USP13 is an ER-associated DUB that promotes the ERAD process by antagonizing AMFR/gp78-mediated ubiquitination of Ubl4A, an essential component of the Bag6 chaperone complex32. In our study, we found that a portion of USP13 localized to the ER and constitutively interacted with STING in uninfected cells. Consistent with these observations, the basal ubiquitination of STING, interaction between TBK1 and STING, and the expression of several downstream genes were increased in USP13-knockdown THP-1 cells or in USP13 deficient cells compared to the controls without viral infection, indicating that USP13 keeps the innate immune signalling in check in unstimulated cells. In this context, it has been reported that the E3 ligase AMFR/gp78 constitutively interacts with and mediates basal K27-linked ubiquitination of STING in the absence of viral infection27. In contrast to STING translocating from ER to form puncta and recruit TBK1, the distribution of USP13 in cells was not affected by HSV-1 infection, indicating that HSV-1-induced redistribution of STING results in dissociation from USP13. Results from endogenous immunoprecipitation and immunofluorescence and microscopy analysis showed that a small portion of USP13 still interacted with STING on ER after HSV-1 infection. Indeed, HSV-1-induced activation of IRF3 and NF-κB and subsequent induction of downstream genes were enhanced in USP13 deficient mouse cells or in USP13-knockdown THP-1 cells, suggesting that the residual USP13-STING association restricts excessive activation of STING in response to viral infection. Consistent with these observations, deficiency of USP13 in mice resulted in increased ubiquitination of STING, production of type I IFNs and proinflammatory cytokines and exacerbated lung inflammation after HSV-1 infection. Thus, it is likely that USP13 plays a dual role under physiological and infectious conditions by keeping basal immune response in check and inhibiting virus-triggered excessive harmful inflammation and immunity, respectively.

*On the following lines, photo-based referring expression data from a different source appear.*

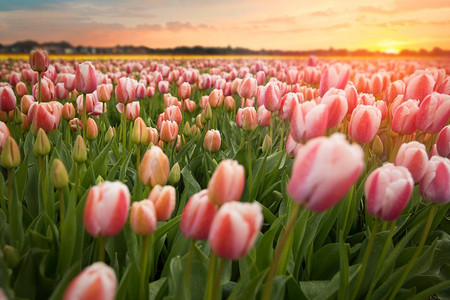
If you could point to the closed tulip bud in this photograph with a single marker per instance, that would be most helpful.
(324, 170)
(139, 135)
(143, 217)
(21, 89)
(7, 99)
(263, 116)
(42, 144)
(85, 78)
(197, 216)
(434, 113)
(79, 153)
(388, 190)
(443, 142)
(413, 156)
(59, 176)
(227, 183)
(10, 157)
(110, 134)
(267, 143)
(98, 281)
(163, 197)
(154, 167)
(39, 60)
(112, 197)
(212, 140)
(91, 129)
(435, 183)
(377, 146)
(175, 174)
(11, 257)
(68, 111)
(364, 123)
(235, 228)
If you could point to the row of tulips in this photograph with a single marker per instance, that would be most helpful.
(305, 180)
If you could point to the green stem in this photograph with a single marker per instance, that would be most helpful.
(61, 207)
(365, 259)
(189, 263)
(417, 253)
(84, 116)
(146, 242)
(101, 248)
(381, 260)
(216, 287)
(210, 278)
(279, 250)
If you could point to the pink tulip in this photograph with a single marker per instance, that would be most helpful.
(39, 60)
(212, 140)
(98, 281)
(435, 183)
(45, 115)
(334, 76)
(434, 113)
(443, 142)
(336, 102)
(414, 157)
(388, 190)
(125, 90)
(154, 168)
(309, 120)
(419, 87)
(7, 99)
(106, 208)
(143, 217)
(404, 118)
(163, 197)
(272, 97)
(235, 228)
(263, 116)
(4, 134)
(364, 123)
(85, 78)
(324, 169)
(227, 182)
(197, 216)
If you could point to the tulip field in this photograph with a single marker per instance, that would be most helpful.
(224, 178)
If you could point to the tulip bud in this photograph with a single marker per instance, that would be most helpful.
(91, 129)
(79, 153)
(59, 176)
(39, 60)
(267, 143)
(154, 167)
(174, 174)
(110, 134)
(42, 145)
(139, 135)
(163, 197)
(98, 281)
(227, 183)
(10, 154)
(197, 216)
(143, 217)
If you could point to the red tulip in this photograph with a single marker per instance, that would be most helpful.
(98, 281)
(324, 169)
(106, 208)
(388, 190)
(197, 216)
(235, 228)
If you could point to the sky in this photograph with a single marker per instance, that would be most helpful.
(384, 25)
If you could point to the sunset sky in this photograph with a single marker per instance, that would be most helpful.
(385, 25)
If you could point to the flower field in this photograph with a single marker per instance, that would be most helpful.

The Usp13m/m mice developed normally and did not show any autoimmune diseases until 10-month old. Whether the autoimmune symptoms will be observed in older Usp13m/m mice remains to be explored. It should be noted that although basal ubiquitination of STING was increased in the absence of USP13, only weak (if any) increase of basal expression of selected genes was observed in these cells compared to the controls. Considering that fully activation of STING requires cGAMP binding- and ubiquitination-mediated oligomerization, the increased basal ubiquitination of STING alone without challenge by DNA viruses or cytoplamic DNA ligands might not be sufficient for full activation of STING and sustained activation of downstream genes. Alternatively, the increased basal ubiquitination of STING might induce basal expression of negative regulators of immune activation which inhibits overactivation of basal immune responses in Usp13m/m cells or mice. In this context, it has been demonstrated that loss of STING which causes suppression of negative regulators involved in immune responses renders mice more susceptible to systemic autoimmunity in the mouse lupus model35.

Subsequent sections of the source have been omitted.